Senior Economist to WisdomTree and Emeritus Professor of Finance at The Wharton School of the University of Pennsylvania
Dems have thrown a monkey wrench into what has looked like a done deal in the market. Threatening another shutdown, the prediction markets have moved from less than 10% to now over 70% that another shutdown will occur, which should impede the upward movement in the market.
Attention is also turning to the Fed leadership question, where the field has narrowed to what looks like a two-horse race between Warsh and Rieder. Importantly, markets view either outcome as benign. This has kept policy uncertainty contained, even as investors look ahead to the Fed’s upcoming meeting. I expect uneventful: no new dot plot, no policy change, and a clear pause.
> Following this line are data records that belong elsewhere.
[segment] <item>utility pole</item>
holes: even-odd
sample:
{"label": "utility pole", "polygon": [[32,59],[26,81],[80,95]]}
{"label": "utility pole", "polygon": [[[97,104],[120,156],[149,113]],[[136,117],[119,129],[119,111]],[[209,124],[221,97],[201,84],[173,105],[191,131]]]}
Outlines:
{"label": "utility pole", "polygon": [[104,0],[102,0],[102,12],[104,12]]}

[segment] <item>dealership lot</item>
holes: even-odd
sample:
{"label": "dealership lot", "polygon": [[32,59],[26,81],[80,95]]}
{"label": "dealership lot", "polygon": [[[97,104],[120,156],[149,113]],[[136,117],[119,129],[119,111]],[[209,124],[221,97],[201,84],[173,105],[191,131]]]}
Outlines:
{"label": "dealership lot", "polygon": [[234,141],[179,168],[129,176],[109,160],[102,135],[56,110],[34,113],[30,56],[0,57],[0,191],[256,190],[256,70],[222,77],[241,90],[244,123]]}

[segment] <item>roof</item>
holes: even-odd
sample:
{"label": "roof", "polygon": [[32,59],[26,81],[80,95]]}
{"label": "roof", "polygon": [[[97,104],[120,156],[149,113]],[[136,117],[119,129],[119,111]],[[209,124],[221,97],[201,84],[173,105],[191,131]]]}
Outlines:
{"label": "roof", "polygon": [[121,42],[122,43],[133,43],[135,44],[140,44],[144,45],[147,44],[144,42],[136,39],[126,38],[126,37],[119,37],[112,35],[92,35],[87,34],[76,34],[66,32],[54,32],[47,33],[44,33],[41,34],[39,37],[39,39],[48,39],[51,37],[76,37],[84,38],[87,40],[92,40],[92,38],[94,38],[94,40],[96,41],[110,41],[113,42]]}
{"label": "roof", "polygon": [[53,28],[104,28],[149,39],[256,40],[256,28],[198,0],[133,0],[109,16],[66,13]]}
The key point is that nothing in the incoming data since December has undermined the Fed’s prior message. The economy remains strong, jobless claims are hovering near 200,000, and recession fears continue to recede.
The Supreme Court, however, again declined to rule on the tariff cases and has adjourned for several weeks, pushing the earliest possible decision into late February. While disappointing from a clarity standpoint, the delay does not materially alter the near-term growth or earnings outlook, and markets appear comfortable waiting. But with less than a week left in the month, I had hoped to get a resolution on at least one of these fronts.
Growth momentum remains the central story. The GDP Now estimates are tracking growth north of 5% for the fourth quarter, though that figure may be revised lower once one-off factors such as gold transfers are adjusted. Growth comfortably above 4% would be extraordinary, especially given modest employment gains. This divergence underscores what I see as the defining theme of 2026: a genuine productivity revival driven by technology. We are producing more output with fewer workers, precisely the kind of dynamic that supports higher real growth without reigniting inflation, but higher earnings growth for corporates.
Geopolitics briefly rattled markets during the week, including headlines around Greenland and renewed tariff rhetoric. Yet, as we see repeatedly, these episodes functioned more as bargaining tactics than as precursors to sustained trade wars. Europe’s initial tough talk on retaliation raised eyebrows, but tensions quickly de-escalated. Trump’s tariff rhetoric remains a background risk rather than a front-line macro threat.
Earnings season has reinforced this constructive backdrop. While individual stocks are seeing mixed responses largely on 2026 guidance uncertainties, the aggregate picture is reassuring. There is no evidence of deterioration in consumer spending or labor markets, and corporate profits are holding up well. Importantly, leadership within the equity market is broadening. Small-cap stocks and value stocks are meaningfully outperforming in 2026, marking one of the strongest relative runs for value since the growth-led bull market began several years ago. This rotation is consistent with my view that beneficiaries of artificial intelligence are primed to become consumers and users of AI, not just its producers.
In fixed income, credit fundamentals look solid, but total returns are constrained by duration risk. Spreads have compressed sharply, particularly in agency MBS, partly reflecting policy actions. Still, from a broader macro perspective, the bond market is simply moving back to a normal term structure. Historically, the 10-Year Treasury yield has averaged about 110 basis points above the fed funds rate. If the 10-year holds near 4¼%, that implies fed funds in the low 3% range over time—roughly two additional 25-basis-point cuts. I would only grow concerned on implications for the equity markets if the 10-Year were to move decisively above 5%, which could signal fiscal stress. We are not there.
Taken together, the past week reinforces my optimism for the year ahead. Growth is strong, productivity is improving, inflation is contained, and markets are broadening beyond last cycle’s narrow leadership. While noise around policy and geopolitics will persist, the fundamental trajectory for both the economy and markets remains firmly positive.